The SEC is proposing to amend the rule that regulates the custodial practices of advisers in order to better protect client funds and securities. The new safeguard aims to prevent the theft or misuse of client assets. Although addressing wider changes in advisory and custodial services, the changes can be viewed as part of a concerted regulatory response to the collapse of FTX and other problems in the crypto sector that involved the commingling and misappropriation of client assets.
The proposed rule extends the scope of coverage from the more specific funds and securities to the more generic term assets. Assets are defined as “funds, securities, or other positions held in a client’s account”. The protection afforded by the rule is in effect extended to client assets even in a scenario where they are not deemed to be funds and securities.
The SEC is attempting to ensure that the rule remains fit for purpose, or “evergreen”, even against the backdrop of continuing innovation in both products and services. Although the SEC asserts that the current rule already covers crypto assets because they have been held to be securities by the courts, the proposed language attempts to ensure that adequate protection is afforded to innovative crypto products even in a case where they might not be deemed to be securities.
The amendment to the definition also means that financial contracts, collateral and physical assets held on behalf of a client would fall within its scope.
The new rule also explicitly defines the term custody to include discretionary authority over client assets. The amendment here is intended to protect client assets in scenarios where the adviser is able to exercise its authority over these without the explicit agreement of the client or a qualified custodian.
A small exception to the surprise examination requirement of the rule is carved out for the adviser’s discretionary authority over delivery versus payment (DVP) transactions handled by the client’s custodians. The SEC believes that this arrangement, which involves the transfer of assets out of an account only upon a corresponding transfer into the account, minimizes the risk of withdrawal or misappropriation.
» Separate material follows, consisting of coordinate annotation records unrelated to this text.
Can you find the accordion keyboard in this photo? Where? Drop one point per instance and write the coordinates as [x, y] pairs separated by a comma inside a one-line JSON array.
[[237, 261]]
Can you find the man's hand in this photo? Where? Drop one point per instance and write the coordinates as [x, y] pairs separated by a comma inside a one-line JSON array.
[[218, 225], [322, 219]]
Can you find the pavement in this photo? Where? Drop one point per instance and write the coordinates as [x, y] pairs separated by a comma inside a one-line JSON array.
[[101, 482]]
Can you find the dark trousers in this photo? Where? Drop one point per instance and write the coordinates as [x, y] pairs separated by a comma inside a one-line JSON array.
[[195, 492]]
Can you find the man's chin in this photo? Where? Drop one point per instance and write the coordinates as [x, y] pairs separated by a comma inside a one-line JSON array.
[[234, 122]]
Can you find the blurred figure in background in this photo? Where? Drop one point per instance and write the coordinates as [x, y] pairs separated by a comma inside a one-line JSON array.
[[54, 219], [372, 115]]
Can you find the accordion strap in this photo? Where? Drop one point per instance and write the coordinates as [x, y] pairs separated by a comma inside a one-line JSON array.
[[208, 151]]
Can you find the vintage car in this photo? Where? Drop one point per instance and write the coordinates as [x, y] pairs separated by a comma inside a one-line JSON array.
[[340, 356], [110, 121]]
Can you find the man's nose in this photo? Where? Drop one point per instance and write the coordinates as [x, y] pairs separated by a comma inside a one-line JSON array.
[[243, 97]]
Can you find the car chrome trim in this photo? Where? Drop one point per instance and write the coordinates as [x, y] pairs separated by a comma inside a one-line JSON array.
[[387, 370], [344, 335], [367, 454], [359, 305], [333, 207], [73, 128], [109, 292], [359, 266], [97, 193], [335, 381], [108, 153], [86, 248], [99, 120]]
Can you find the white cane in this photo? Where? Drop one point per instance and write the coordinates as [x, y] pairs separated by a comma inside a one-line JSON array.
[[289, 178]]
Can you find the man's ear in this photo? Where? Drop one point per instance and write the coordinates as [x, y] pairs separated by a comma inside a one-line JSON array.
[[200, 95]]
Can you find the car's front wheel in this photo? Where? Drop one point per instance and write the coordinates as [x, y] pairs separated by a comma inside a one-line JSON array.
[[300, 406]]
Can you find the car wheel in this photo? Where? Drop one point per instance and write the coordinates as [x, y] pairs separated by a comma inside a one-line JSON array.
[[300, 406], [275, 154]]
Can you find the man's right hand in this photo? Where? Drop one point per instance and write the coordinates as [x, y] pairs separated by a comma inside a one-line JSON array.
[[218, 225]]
Improving custodial protections
The SEC continues to view qualified custodians as “key gatekeepers under the proposed rules.” And investment advisers are required to maintain client assets with a qualified custodian. The SEC is proposing to strengthen custodial protection by requiring written agreements, containing specific contractual provisions, in order for parties, whether they are financial institutions or advisers themselves, to act as qualified custodians.
The contractual provisions of such agreements would address:
- client account statements;
- internal control reports; and
- level of authority to effect transactions.
An adviser would also be required to obtain reasonable assurances related to client protection from the qualified custodian including:
- standard of care;
- limitation of liability for sub-custodial services;
- segregation of client assets; and
- attachment of liens to client assets.
The qualified custodian would also be required to segregate client assets from those of the adviser or any related party.
The new rule introduces more stringent requirements that a foreign financial institution (FFI) must meet in order to serve as a qualified custodian. These include legal and regulatory requirements as well as due care and anti-evasion provisions. The additional requirements are intended to offer a higher level of protection for client assets that are held outside the United States.
The requirements for the verification of client assets by an accountant are enhanced beyond demonstrating compliance by simply entering into an agreement. The adviser is not required to have a reasonable belief that the accountant has the capability and will actually carry out the requisite surprise inspection.
More rigorous recordkeeping measures are also being introduced that require the adviser to keep records of client communications, letters or authorization, accounts and account activity, as well as accountant engagements.